No documento em que fala “Da Fraude e Falsificação da Ata de Reunião Realizada no dia 05.09.2009”, o querelante, por intermédio do advogado Maurício Gomes de Araújo, assim se expressou: “Preclaro desembargador presidente deste egrégio Tribunal, ocorre que o Sr. José Luiz Lenzi, na qualidade de secretário geral e delegado do partido, encaminhou a esta corte documentação falsa e fraudulenta em anexo, requerendo a anotação do preenchimento do cargo de presidente da Comissão Executiva do Diretório Municipal de Porto Velho”.

“Insta acrescentar que os documentos ‘Lista de Presença”’ do Diretório Municipal de Porto Velho com a data de 05.09.2009 e respectiva Ata fora falsificada (s), pois não houve eleição para um novo presidente, conforme declarações de diversos membros do Diretório etc., etc.” No resumo, depois de obter uma cópia do requerimento encaminhado por Lenzi solicitando ao TRE a anotação do suposto pleito em que Townes de Castro teria sido eleito presidente do PMDB municipal, bem como cópias dos documentos que instruíram o pedido – Ata da reunião, lista de presenças, requerimento de membros do órgão pedem eleição na reunião do dia 05 e outras quizilas mais -, Edson Duarte agora se ocupa em desmontar, peça por peça, toda a armação por ele denunciada.

Entre os documentos com que instruiu sua ação, inclui seis declarações de membros do Diretório presentes na reunião do dia 05 reiterando que não houve a tal eleição. E enumerou peemedebistas que estão na lista de presença e não foram à reunião.

3 – O “X” DA QUESTÃO

A essa altura – e não sem camburões de razões – o leitor já deve estar se perguntando sobre o propósito de sarrabulho tão absurdo. De fato. Conforme Edson Duarte, a questão é a candidatura própria do PMDB para o governo em 2010. Ele mesmo, o presidente destituído por uma manobra, - senão mais ardilosa e violenta - com certeza muito mais absurda e atrevida do que a que está vivendo o líder hondurenho Manoel Zelaya, é um ferrenho defensor da candidatura peemedebista por cima de pau e pedra. Ele e seus correligionários de partido estão dispostos a fazer das tripas coração para materializar a postulação do prefeito Confúcio Moura ou, se for o caso, a da ex-prefeita Sueli Aragão – conforme o resultado que sair das prévias anunciadas para o dia 14 próximo, em Ji-Paraná.

De acordo com Duarte, posição bem diferente defenderiam os “golpistas”. Pretenderiam negociar com outra legenda - dentre todas, a mais provável seria o PT - de modo propor uma coligação em que o PMDB ocuparia a candidatura de vice-governador na chapa encabeçada pela agremiação que concedesse aceitar suas condições – que diz não conseguir adivinhar quais sejam, mas suspeita que não podem ser das mais idôneas.
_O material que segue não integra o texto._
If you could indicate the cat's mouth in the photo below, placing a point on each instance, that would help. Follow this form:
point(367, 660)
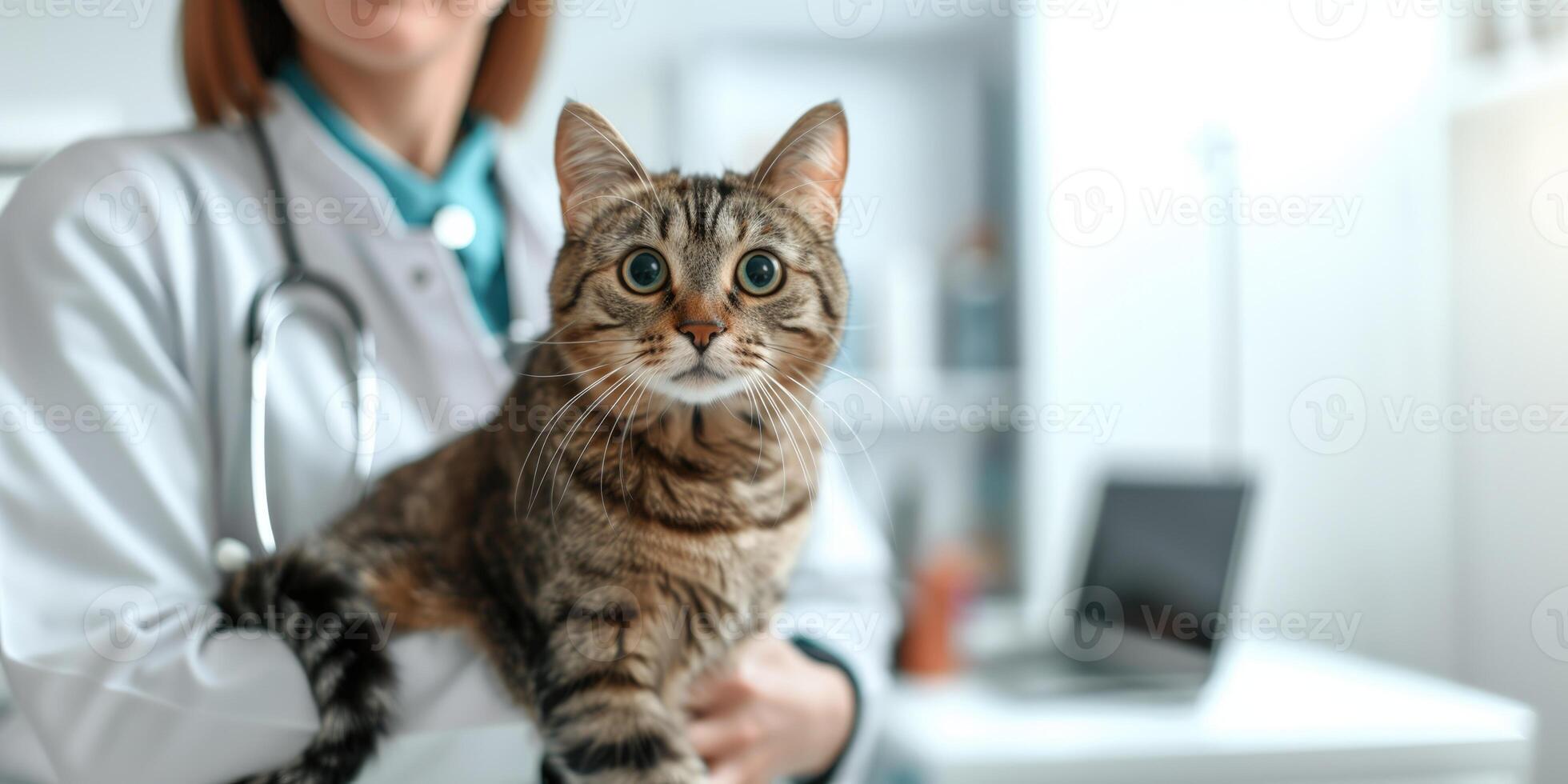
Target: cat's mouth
point(702, 385)
point(700, 372)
Conforme Edson Duarte, o propósito dos “golpistas” foi o de impedir que a eleição para renovar o Diretório de Porto Velho fosse conduzida por ele e seu grupo. Temeriam que, nessa hipótese, ele e seus adeptos conseguissem eleger delegados à convenção estadual firmemente comprometidos com a candidatura própria do partido ao governo em 2010.

Do modo como pode ser realizada a eleição deste domingo, segundo Edson Duarte, convocada por um dirigente posto no cargo por intermédio de uma fraude absurda, o resultado deverá ser dos mais comprometedores para a independência do partido. No que depender de si, no entanto, diz estar disposto a ir até as últimas consequências para impedir o pleito.

Pelo que ao repórter foi permitido entender, após examinar cópias de toda a papelada (tanto os papéis com que Lenzi instruiu sua comunicação ao TRE como os documentos com que Duarte respaldou sua denúncia), o PMDB porto-velhense tem dois presidentes. Um que, na condição de 1º vice-presidente substituiu Fernando Prado, ou seja, o engenheiro Edson Duarte. Outro que, segundo documentação encaminhada por Lenzi à Justiça Eleitoral, teria sido eleito na reunião do dia 05 de setembro – Abelardo Townes de Castro Neto. Com um grande mistério a desvendar: esta reunião foi aberta e encerrada por Duarte sem que, nesse ínterim, se falasse em eleição sequer para agendar uma data para realizá-la. Mas, falsa ou não, há uma ata dando conta da eleição. A coluna tentou, mas não conseguiu localizar José Luiz Lenzi e nem tampouco Abelardo Townes de Castro Neto.